Friday, May 3, 2013

Why You Should Patronize Your Local Wine Shop

Publisher’s Note: The TWAV Tasting Team is out of the office on a wild wine adventure. So today we are sharing one of our most important posts from our archives – about why you should be buying your wine in your locally owned wine shop. Although it is written from a Toledo perspective, it applies to any community. Enjoy.

In the Toledo area there you have a multitude of options when buying wine. You see wine in scores of discount chain stores and upscale supermarkets. Online wine stores are just a click away. Most of the time, though, your best bet is to purchase wine at your local wine shop.
 
I previously worked on Central Avenue in Toledo and was just a couple minutes away from the Vineyard, which was formerly located in Westgate (now in Sylvania). This was a great opportunity to pop over during the lunch hour and pick up a bottle for the weekend or special occasion. I really enjoyed giving gifts to my directors at holiday time because I got to pick out about 10 nice bottles of wine. To me the experience of buying wine in a nice store with educated staff is worlds apart from grabbing a bottle of non-descript wine in a Kroger and leaving with a brown paper bag.

A well-informed wine shop owner or staff member is an excellent source of sound buying advice and tips about what's new and interesting in the store. They can also help find special wines that may be hard to find.  About a year ago my wife and I had special visitors from the University of St. Petersburg in Russia. I wanted to have a nice Chardonnay that would make our meal very special.

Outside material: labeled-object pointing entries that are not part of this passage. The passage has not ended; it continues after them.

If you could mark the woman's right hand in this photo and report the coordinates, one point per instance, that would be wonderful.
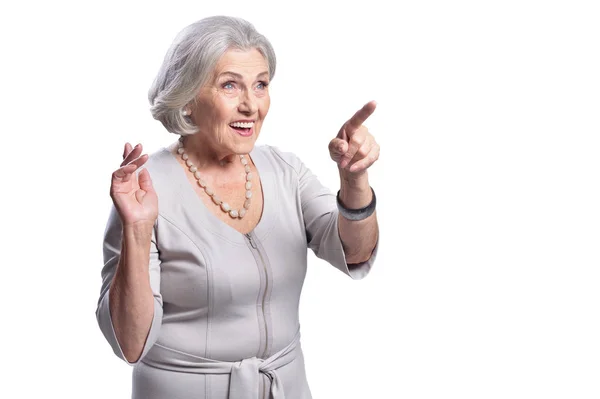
(133, 194)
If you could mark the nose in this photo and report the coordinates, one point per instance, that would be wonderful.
(247, 103)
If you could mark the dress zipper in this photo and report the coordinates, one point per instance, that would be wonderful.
(262, 260)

I stopped in at Aficionado in Perrysburg and asked for help from Steve Parks, the owner. He directed me to a Blackjack Chardonnay that he said was outstanding and at a special price.

If you don’t take advantage of the knowledge of the staff, you may be missing out on some real deals and great wines.  When a purchaser for a wine store or wine department (in stores like Andersons or Walt Churchill’s Market) select wines they use their past experience with respected producers and consult wine publications. Next, they taste wines. Lots of them. Relying on their skills, they bring together the quality and the price to deliver value to the customer. If it doesn’t make the cut, it’s not on the shelves. For a good wine shop, there is no bad wine. If it’s not good they don’t carry it.

This is not the case with the large supermarkets. There you may be limited to a selection of only popular wines that appeal to the masses. You’re also (typically) out of luck if you want staff to recommend wine that will suit your taste.  I’m not blasting Kroger or Meijer or Giant Eagle. There are some diamonds mixed in with the gravel. The costs are definitely low. However, there are parts of the wine spectrum that will never be seen at these stores. Also, these large chain stores don’t need your help and patronage to stay in business. They sell plenty of bread, Cheerios and Pop-Tarts. 

In addition, a wine shop pays special care to keep its wine in ideal storage conditions. Wine is perishable and can react badly to fluctuations in temperature and humidity. Avoid, for example, wine that has been kept in direct sunlight.  I want to draw a distinction here between your typical supermarket, where wine is a sideline, and Andersons and Walt Churchill’s Market.

Andersons and Churchill’s have long-time reputations for quality wines and knowledgeable staff. Sometimes I think Andersons has the best of all worlds – a great hardware store with power tools and aisle after aisle of unique, quality wines and beers. I became acquainted with Churchill’s through their store on Central Avenue and was always pleased with their attention to their wine offerings. It is great to see them back in Perrysburg. Their wine section in their Maumee store is truly impressive.  In contrast to the typical supermarket, at the wine shop you can find really high end wines from the most important wine regions. You can also enjoy the fun of a wine tasting that feels like a special occasion.

The tastings at Corks or Aficionado, for example, give you an opportunity to taste wines around a given theme, rub elbows with fellow wine lovers and learn a thing or two in the process. At the end of the event, you can pick up a bottle of your favorite wine. Each week we will feature a posting of the upcoming wine tastings and events. 

You’ll be pleasantly pleased to find that specialty wine shops offer a wide range of prices in addition to the widest selection of wines from around the world. Many local wine stores have moved their bargain wines to the front of the store and devote a fair percentage of their buying to lower-priced quality wines that represent good value. There are many bargains from places like Argentina, Spain, Chile and Australia that are light on the wallet but highly rated by wine publications like Wine Spectator. 

Your local wine shop is there to help you find a wine that suits your taste and your budget. It’s a “win-win” for both parties. (Emphasis on parties!)